How Much? For What?
Ideally, a couple should save 10–15% of their gross (pre-tax) salary each year. Sure that might seem like a ton of money especially when you’re barely making ends meet, but a little planning and discipline and you’ll come close.
Know your money goals. What’s the amount you’ll need to buy, say, a new hybrid car or a house? Write down no more than three goals in each of the following categories:
--Short-term (six months or less)
--Medium-term (one to three years)
--Long-term (three or more years)
Put a cost next to each goal, and a time frame for reaching it. Now, compare lists identifying the crossover, and finalizing your goals.The Big Three
Every couple should get cracking on the following three investments ASAP:
1. Down payment on a house. “Home ownership offers considerable tax advantages,” Deborah says. “You can deduct mortgage interest and real estate taxes, and it forces you to save, but you’re building equity in something that will likely increase in value.”
2. Retirement. “You’re going to be pretty much on your own at that age,” Deborah says. “And that isn’t me trying to scare anyone or be an alarmist. It’s reality.” In other words, if you’re not contributing to your 401(k), begin.
3. Emergency fund—roughly three to six months of living expenses. It’s a piggy bank you should never break into without dire need. For example, one of you might switch jobs and suffer a huge lag between paychecks, the car could crap out for no reason, or you could snowboard into a tree. Life’s uncertain, but having an emergency fund will definitely ease financial pain.

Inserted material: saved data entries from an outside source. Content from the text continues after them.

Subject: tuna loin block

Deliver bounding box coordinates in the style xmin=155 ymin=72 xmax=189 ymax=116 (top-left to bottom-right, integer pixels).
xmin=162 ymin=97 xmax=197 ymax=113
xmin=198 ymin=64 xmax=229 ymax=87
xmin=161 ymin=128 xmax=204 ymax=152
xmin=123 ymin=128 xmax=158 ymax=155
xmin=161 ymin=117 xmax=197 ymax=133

Determine your risk tolerance based on how fast you want your money to grow and how soon you’ll need the money. Do you want to invest in risky individual stocks and possibly get a higher return or would you rather just put it in autopilot with index funds that are based on market performance. (These have returned about 8% a year over the last 10 years.)
If you plan on buying a house in the next year, then you should keep your money more liquid—meaning choose 3 month Treasury Bills with a return of about 4% and a purchase fee over maxing out your 401K and risking penalties when you take the money out.
Wondering if you should you see a financial planner? The short answer is: Definitely. A financial planner will help you avoid making costly mistakes, like getting the wrong kind of insurance. They can also help you make the most of your retirement savings -- an advantage not to be underestimated -- by reviewing your 401(k) plan offerings and making recommendations based on your goals and risk tolerance. If you don’t have a 401(k) option, a planner can even advise you which type of IRA to set up using the same criteria.